On the Influence of Catalyst Pore Structure in the Catalytic Cracking of Polypropylene

Catalytic cracking, one of the core processes of the refining of crude oil, is gaining industrial adoption to convert hard-to-recycle polyolefin plastics back into hydrocarbon feedstocks. While structure-composition-performance relationships for converting shorter hydrocarbons over solid acid catalysts, including zeolite-based materials, have been studied extensively, studies focusing on utilizing polyolefins are only now emerging. In this work, we isolate the effect of the catalyst pore size distribution in the catalytic cracking of polypropylene (PP). This was achieved by preparing a set of amorphous silica-alumina (ASA) materials with close to identical external acidity (~30 µmol/g) from silica supports of pore diameters ranging from 7 to 75 nanometers and particle sizes ranging from 1 to 40 µm. Surprisingly, it was observed that the mesopore pore size had only a minor effect on cracking activity, as measured by thermogravimetric analysis (TGA) at high PP:catalyst ratio. In contrast, at low PP:catalyst ratio, the particle size of the ASA catalyst material determined the minimal cracking temperature required. Smaller ASA catalyst particles (<1 µm) are wetted faster by PP due to the larger particle surface area.
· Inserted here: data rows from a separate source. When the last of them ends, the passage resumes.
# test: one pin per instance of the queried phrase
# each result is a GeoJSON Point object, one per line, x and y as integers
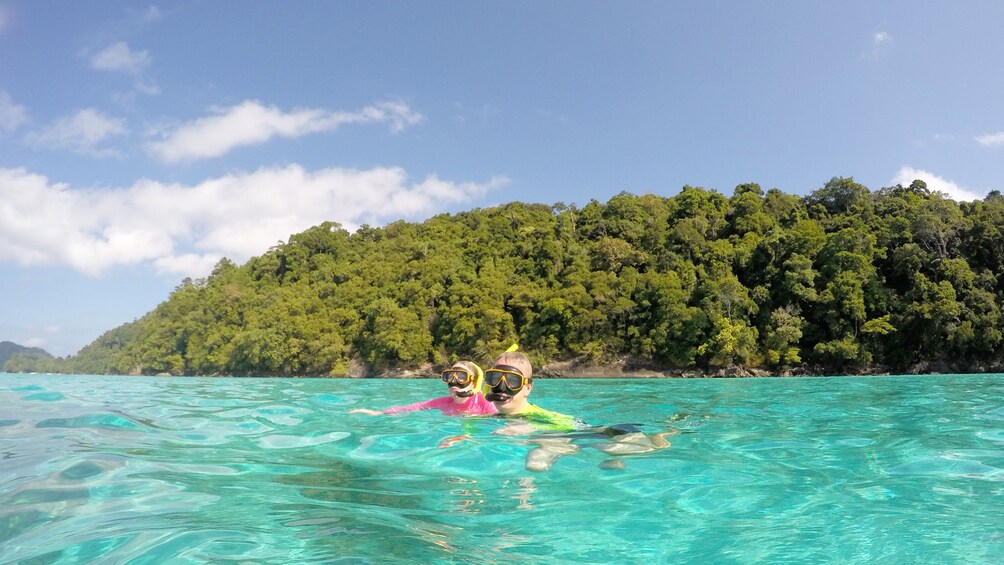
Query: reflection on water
{"type": "Point", "coordinates": [190, 470]}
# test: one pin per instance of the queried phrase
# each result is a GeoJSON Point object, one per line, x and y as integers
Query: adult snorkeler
{"type": "Point", "coordinates": [464, 382]}
{"type": "Point", "coordinates": [510, 381]}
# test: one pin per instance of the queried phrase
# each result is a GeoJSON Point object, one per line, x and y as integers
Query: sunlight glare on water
{"type": "Point", "coordinates": [159, 470]}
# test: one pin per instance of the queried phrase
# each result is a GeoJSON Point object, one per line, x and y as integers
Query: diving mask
{"type": "Point", "coordinates": [505, 377]}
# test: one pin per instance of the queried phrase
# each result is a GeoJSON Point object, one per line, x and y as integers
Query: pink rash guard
{"type": "Point", "coordinates": [475, 405]}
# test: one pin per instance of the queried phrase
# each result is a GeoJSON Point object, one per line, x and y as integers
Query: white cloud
{"type": "Point", "coordinates": [117, 57]}
{"type": "Point", "coordinates": [991, 139]}
{"type": "Point", "coordinates": [908, 175]}
{"type": "Point", "coordinates": [881, 41]}
{"type": "Point", "coordinates": [250, 122]}
{"type": "Point", "coordinates": [11, 115]}
{"type": "Point", "coordinates": [82, 132]}
{"type": "Point", "coordinates": [185, 230]}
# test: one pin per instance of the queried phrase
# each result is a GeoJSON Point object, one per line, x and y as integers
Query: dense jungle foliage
{"type": "Point", "coordinates": [842, 280]}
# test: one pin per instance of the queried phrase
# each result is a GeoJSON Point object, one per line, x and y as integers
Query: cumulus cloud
{"type": "Point", "coordinates": [11, 115]}
{"type": "Point", "coordinates": [991, 139]}
{"type": "Point", "coordinates": [81, 132]}
{"type": "Point", "coordinates": [185, 230]}
{"type": "Point", "coordinates": [251, 122]}
{"type": "Point", "coordinates": [908, 175]}
{"type": "Point", "coordinates": [881, 41]}
{"type": "Point", "coordinates": [117, 57]}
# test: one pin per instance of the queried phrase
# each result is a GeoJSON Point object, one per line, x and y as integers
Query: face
{"type": "Point", "coordinates": [460, 383]}
{"type": "Point", "coordinates": [509, 389]}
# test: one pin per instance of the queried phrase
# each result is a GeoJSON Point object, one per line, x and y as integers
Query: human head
{"type": "Point", "coordinates": [513, 403]}
{"type": "Point", "coordinates": [462, 393]}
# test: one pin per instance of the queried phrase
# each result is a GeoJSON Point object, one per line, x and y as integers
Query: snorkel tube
{"type": "Point", "coordinates": [491, 394]}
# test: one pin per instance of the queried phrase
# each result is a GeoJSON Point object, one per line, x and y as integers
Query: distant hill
{"type": "Point", "coordinates": [842, 280]}
{"type": "Point", "coordinates": [8, 349]}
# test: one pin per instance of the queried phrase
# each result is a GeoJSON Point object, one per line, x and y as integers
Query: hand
{"type": "Point", "coordinates": [451, 441]}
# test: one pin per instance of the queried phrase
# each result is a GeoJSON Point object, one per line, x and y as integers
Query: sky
{"type": "Point", "coordinates": [141, 143]}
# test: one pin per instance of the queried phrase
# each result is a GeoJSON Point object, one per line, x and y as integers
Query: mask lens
{"type": "Point", "coordinates": [457, 376]}
{"type": "Point", "coordinates": [511, 380]}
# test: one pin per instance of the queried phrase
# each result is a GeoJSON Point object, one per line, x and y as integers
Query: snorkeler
{"type": "Point", "coordinates": [464, 381]}
{"type": "Point", "coordinates": [510, 381]}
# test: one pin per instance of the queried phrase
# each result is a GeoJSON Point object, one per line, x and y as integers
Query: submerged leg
{"type": "Point", "coordinates": [543, 457]}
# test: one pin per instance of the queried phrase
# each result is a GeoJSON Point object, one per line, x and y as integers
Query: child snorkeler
{"type": "Point", "coordinates": [464, 381]}
{"type": "Point", "coordinates": [510, 380]}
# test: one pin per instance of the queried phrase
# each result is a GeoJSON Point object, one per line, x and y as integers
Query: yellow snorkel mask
{"type": "Point", "coordinates": [484, 387]}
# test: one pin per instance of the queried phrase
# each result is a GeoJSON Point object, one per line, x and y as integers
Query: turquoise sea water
{"type": "Point", "coordinates": [156, 470]}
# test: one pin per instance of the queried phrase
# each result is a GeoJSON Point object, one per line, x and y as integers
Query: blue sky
{"type": "Point", "coordinates": [140, 143]}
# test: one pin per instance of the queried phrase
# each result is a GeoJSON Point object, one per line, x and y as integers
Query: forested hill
{"type": "Point", "coordinates": [842, 280]}
{"type": "Point", "coordinates": [9, 349]}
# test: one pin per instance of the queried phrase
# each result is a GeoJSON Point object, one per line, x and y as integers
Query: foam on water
{"type": "Point", "coordinates": [850, 470]}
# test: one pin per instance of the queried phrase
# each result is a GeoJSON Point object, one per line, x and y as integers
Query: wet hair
{"type": "Point", "coordinates": [516, 359]}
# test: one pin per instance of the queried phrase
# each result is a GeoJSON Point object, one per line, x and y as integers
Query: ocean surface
{"type": "Point", "coordinates": [836, 470]}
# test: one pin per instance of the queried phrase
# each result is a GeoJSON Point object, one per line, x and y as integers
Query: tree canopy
{"type": "Point", "coordinates": [844, 279]}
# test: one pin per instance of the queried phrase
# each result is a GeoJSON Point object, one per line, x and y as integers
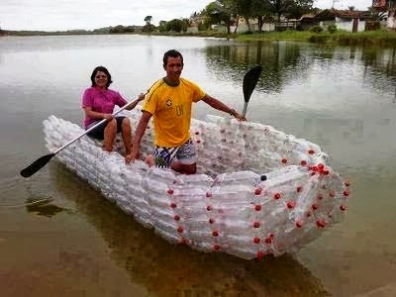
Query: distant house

We rationalized our results by conducting a simplified simulation of pore intrusion utilizing the Lucas-Washburn equation of capillary flow, which suggested that pore filling could occur before the reaction onset in ramped experiments. Our findings indicate that in optimization of plastic cracking catalysts high external acidity and small particle size will play a significantly larger role compared to mesopore size.